Гельрот М.В. (ум. 1907) - публицист и критик, постоянный сотрудник журнала "Русское богатство".
1 Эккерман Иоганн Петер (1792-1854) - личный секретарь Гете, автор книги мемуаров "Разговоры с Гете" (1837-1848).
2 Пелисье Эмбаль Жан Жак (1794-1864) - маршал Франции, герой Крымской кампании 1853-1855 гг.
3 Риль Алоиз (1844-1924) - немецкий философ. Имеется в виду русский перевод его работы "Ницше как художник и мыслитель" (СПб., 1898).
4 Луиза Густавовна (Лу) Андреас-Саломе (1861-1937) - близкая знакомая Ницше в последние годы его творчества. Статья Андреас-Саломе "Фридрих Ницше в своих произведениях" была опубликована в журнале "Северный вестник" (1896. No 5).

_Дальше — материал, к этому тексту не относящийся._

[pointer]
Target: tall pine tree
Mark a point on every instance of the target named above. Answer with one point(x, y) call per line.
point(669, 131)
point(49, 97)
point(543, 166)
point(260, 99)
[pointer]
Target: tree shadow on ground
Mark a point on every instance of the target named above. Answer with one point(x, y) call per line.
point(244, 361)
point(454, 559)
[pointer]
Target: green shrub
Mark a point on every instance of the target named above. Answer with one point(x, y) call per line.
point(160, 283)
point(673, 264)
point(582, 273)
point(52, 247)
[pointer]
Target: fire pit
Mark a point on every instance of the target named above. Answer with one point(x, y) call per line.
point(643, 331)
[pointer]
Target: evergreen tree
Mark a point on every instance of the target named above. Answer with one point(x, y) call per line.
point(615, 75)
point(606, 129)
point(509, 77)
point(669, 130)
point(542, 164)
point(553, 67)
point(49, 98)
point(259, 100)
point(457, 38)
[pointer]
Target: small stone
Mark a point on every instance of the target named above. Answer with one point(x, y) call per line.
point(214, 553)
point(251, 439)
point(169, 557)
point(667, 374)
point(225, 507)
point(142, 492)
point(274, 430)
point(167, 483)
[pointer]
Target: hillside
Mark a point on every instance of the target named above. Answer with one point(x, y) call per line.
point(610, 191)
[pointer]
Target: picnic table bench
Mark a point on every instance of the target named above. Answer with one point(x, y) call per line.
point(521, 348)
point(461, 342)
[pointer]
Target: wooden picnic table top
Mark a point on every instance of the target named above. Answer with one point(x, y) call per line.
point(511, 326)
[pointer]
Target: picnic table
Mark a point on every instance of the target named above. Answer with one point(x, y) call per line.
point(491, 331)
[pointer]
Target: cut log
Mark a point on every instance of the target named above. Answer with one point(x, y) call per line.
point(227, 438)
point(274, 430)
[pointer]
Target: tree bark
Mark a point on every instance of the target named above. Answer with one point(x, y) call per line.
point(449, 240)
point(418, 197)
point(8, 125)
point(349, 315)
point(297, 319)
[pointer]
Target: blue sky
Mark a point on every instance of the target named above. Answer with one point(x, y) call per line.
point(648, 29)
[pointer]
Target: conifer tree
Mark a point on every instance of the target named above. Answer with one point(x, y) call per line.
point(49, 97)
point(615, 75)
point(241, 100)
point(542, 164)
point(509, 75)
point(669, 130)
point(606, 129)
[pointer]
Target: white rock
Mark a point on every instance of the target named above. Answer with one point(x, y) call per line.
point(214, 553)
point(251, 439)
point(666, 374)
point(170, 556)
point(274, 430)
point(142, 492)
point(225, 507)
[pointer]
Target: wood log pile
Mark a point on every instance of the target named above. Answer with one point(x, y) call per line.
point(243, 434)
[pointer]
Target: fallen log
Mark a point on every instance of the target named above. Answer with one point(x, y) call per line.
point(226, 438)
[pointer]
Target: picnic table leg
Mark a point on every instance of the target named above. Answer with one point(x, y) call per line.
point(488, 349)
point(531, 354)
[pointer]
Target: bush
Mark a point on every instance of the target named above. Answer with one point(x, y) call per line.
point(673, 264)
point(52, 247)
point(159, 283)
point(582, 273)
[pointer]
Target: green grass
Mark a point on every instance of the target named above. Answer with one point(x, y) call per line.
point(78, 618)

5 В русском переводе (1911) работа X. Файнгингера называется "Ницше: Философ отрицания".
6 Мандевиль Бернард де (1670-1733) - английский философ-моралист.
7 Штирнер Макс (наст. имя - Каспар Шмидт, 1806-1856) - немецкий философ-младогегельянец, теоретик анархизма.
8 Карл Моор - герой романтической трагедии Ф. Шиллера "Разбойники".
9 Мещерский В. П. (1839-1914) - князь, русский писатель и публицист, издатель журнала "Гражданин" (1872-1914). Отличался крайним консерватизмом.
10 Милль Джон Стюарт (1806-1873) - английский философ-позитивист, экономист и общественный деятель.
11 Шамфор Себастьян Рок Никола (1740-1794) - французский философ-моралист, драматург, мастер афоризма.
12 Ренан Жозеф Эрнест (1823-1892) - французский писатель, историк религии, пытавшийся рационализировать историю Христа.
13 Ману - легендарный прародитель людей в индийской мифологии. Законы Ману - наиболее известная из Дхармашастр, сборников правил, определяющих обязанности, моральные и правовые нормы поведения людей различных каст - брахманов, кшатриев, вайш и шудр. Ницше познакомился с системой законов Ману в книге Л. Жаколио "Религиозные законодатели. Ману-Моисей-Магомет", вышедшей в Париже в 1876 г. В "Сумерках кумиров" Ницше писал: "Возьмем другой случай так называемой морали - выведение определенной человеческой породы или вида. Блестящий пример тому дает мораль индусов, получившая статус религии в "законах Ману". Здесь поставлена задача вывести ни много ни мало четыре породы разом: жреческую, воинскую, породу торговцев и землевладельцев и, наконец, породу слуг, шудра... Можно облегченно вздохнуть, ведь мы покинули христианскую атмосферу лечебниц и тюрем и вступаем в более здоровый высокий и просторный мир. Как убог Новый завет рядом с законами Ману, как он смердит! Но и организации индусов пришлось прибегнуть к устрашению - уже не в борьбе с человеком-зверем, но в борьбе с его антиподом, человеком беспородным, человеком-помесью, чандала. И вновь не нашлось лучшего средства сделать его не опасным и слабым - его сделали больным: то была борьба с "большинством". Наверное, ничто так не противно нашему чувству, как эти охранительные меры индийской морали" (гл. "Улучшатели человечества". Пер. Г. Снежинской).
14 Имеется в виду книга Ницше "Утренняя заря".
15 См. прим. 11 к статье Н. Я. Стечкина.
16 Имеется в виду трактат Макса Нордау "Вырождение: Психопатические явления в области современной литературы и искусства" (русский перевод - 1896), объясняющий "ненормальность" современного Нордау искусства "конца века" ассовой деградацией европейцев. Ярким симптомом подобной деградации Нордау считал творчество Ницше (которому посвящен отдельный очерк).